Statt uns aber von der Angst lähmen zu lassen, oder, wie Christ, über dieser Lähmung zusätzlich noch in Selbstmitleid zu versinken, müssen wir dringend Energien freisetzen. Das meine ich wortwörtlich. Ich spreche mich ganz deutlich dafür aus, unser politisches und Verwaltungspersonal wesentlich besser zu entlohnen als bisher. Denn erstens fordern wir von ihnen, dass sie alle ihre mentalen Kapazitäten dafür nutzen, die Angst zu überwinden und unsere gemeinschaftlichen Probleme zu lösen. Doch damit die Entscheidungsträger auch wirklich vier Mal so viel mentale Energie aufwenden wie der Durchschnittsbürger — also 80 statt nur 20 Prozent, nämlich für die rationale und tiefe Auseinandersetzung statt der schnellen und bequemen Bauchentscheidung —, müssen wir ihnen eine angemessene Belohnung bieten.

Biete: Belohnung

Zweitens braucht der höhere mentale Energiebedarf entsprechend größere Ressourcen.
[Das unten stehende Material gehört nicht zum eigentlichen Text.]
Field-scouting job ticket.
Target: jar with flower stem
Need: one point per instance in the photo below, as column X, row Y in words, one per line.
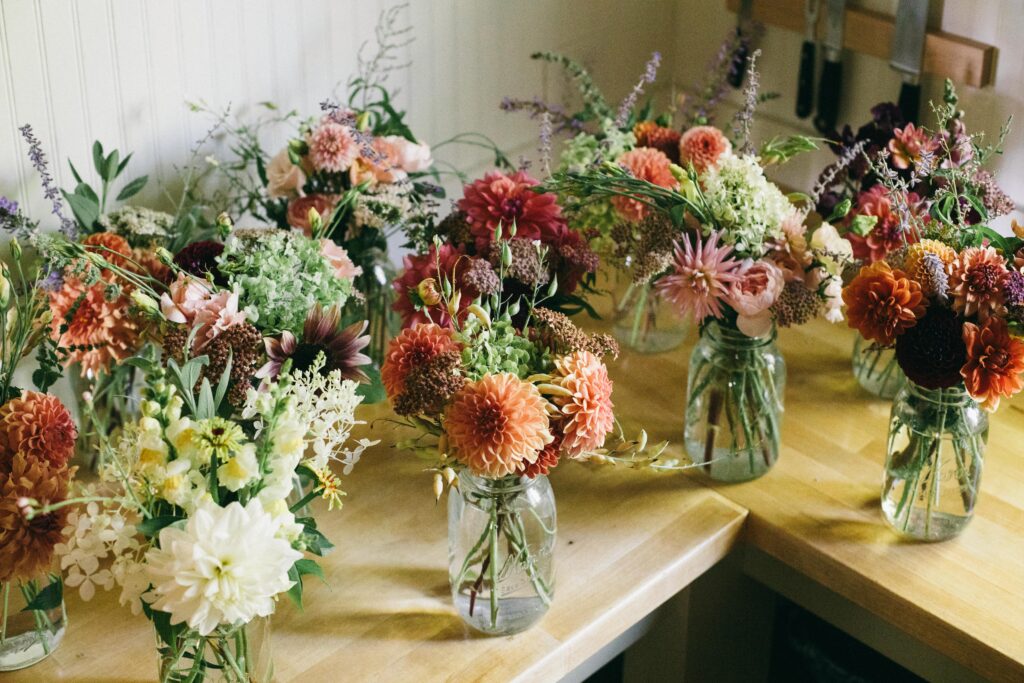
column 934, row 459
column 734, row 402
column 33, row 622
column 501, row 551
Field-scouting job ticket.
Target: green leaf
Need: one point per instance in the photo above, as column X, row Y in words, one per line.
column 151, row 527
column 48, row 598
column 132, row 188
column 97, row 158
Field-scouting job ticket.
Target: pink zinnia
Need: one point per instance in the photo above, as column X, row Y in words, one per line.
column 332, row 146
column 646, row 164
column 509, row 200
column 704, row 273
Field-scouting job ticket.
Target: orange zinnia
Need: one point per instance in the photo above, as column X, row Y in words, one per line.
column 882, row 303
column 994, row 365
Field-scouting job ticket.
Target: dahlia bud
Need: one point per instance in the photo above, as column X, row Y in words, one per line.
column 427, row 291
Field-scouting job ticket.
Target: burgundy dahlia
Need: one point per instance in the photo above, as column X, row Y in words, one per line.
column 932, row 352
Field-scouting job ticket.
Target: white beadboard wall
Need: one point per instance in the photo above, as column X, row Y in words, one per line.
column 121, row 71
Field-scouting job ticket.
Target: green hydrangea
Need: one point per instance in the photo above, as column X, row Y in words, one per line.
column 748, row 207
column 280, row 276
column 497, row 349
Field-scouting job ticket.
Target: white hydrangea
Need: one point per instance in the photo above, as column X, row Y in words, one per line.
column 748, row 207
Es kann uns aber nicht daran gelegen sein, unsere Repräsentanten mit billigem Zucker vollzustopfen und damit fortwährend ihre Gesundheit zu gefährden. Gute Ernährung ist nach wie vor teuer, auch das muss die Entlohnung adäquat abbilden. Drittens und schließlich gilt beim politischen wie allem Fachpersonal, dass der Preis auch die Qualifikation bestimmt. Niedrige Löhne locken kein Pflegepersonal mehr. Auch auf den Stühlen von Funktionsträgern finden sich viel zu viele Restposten, die eben dort die höchste Rendite für ihr übersichtliches Spektrum an Fähigkeiten erzielen können, weil die kompetente Konkurrenz woanders nun einmal höhere Profite realisiert.

Wenn die täglichen Nachrichten immer häufiger den Eindruck vermitteln, dass kaum mehr eine Veränderung zum Besseren gelingt, dann halte ich eine massive Investitionsoffensive in politisches wie Verwaltungspersonal für umso dringender. Erfolgreiche Zukunftsprogramme können nur mit einer Energiewende beginnen: dem massiven Energieanstieg in den Gehirnen der Verantwortlichen.